Regia di Michael Haneke vedi scheda film
Un villaggio della Germania alla vigilia della Grande Guerra è funestato da eventi sinistri: il medico locale ha uno strano incidente a cavallo, una donna muore a causa di un apparente incidente sul lavoro, un bambino viene selvaggiamente picchiato e un secondo bambino, disabile, subisce la stessa sorte. La vita nel villaggio va avanti, ma tra la gente del posto cominciano a serpeggiare reciproci sospetti e rancori.

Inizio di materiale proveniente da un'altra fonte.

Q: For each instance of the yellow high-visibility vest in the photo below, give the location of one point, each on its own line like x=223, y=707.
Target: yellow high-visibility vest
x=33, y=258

L'austriaco Michael Haneke, che con Il nastro bianco si è aggiudicato la Palma d'oro per il miglior film al Festival di Cannes, confeziona un'opera corale sul tema della società patriarcale: l'educazione severissima e rigidamente formale impartita ai bambini - veri protagonisti del film - è l'humus sul quale di lì a vent'anni avrebbe germogliato il nazismo. Omertà e delazione, famiglie disfunzionali, vessazioni psicologiche e fisiche nel film sono tutte declinate secondo l'imperativo dell'onora il padre. Haneke ne sottolinea le aberrazioni con un bianco e nero che accentua i contrasti tra il bene e il male e con una poetica del fuori campo che, con una sola eccezione, ripropone la presenza di una malvagità inafferrabile che affonda le sue radici nelle colpe di chi la cerca (come già accadeva in Niente da nascondere), nei devastanti anticorpi generati da quella stessa terribile educazione repressiva. Come in tutti i film di Haneke, anche in quest'opera fluviale (oltre 2 ore mezza di durata) lo stile - sottolineato dalla voce off del maestro del villaggio diventato ormai anziano - è distaccato e senza partecipazione verso le paturnie dei personaggi, velatamente morboso e disturbante, mentre le atmosfere, cupe e suggestive, ricordano quelle di Scene di caccia in bassa Baviera. La musica è assente.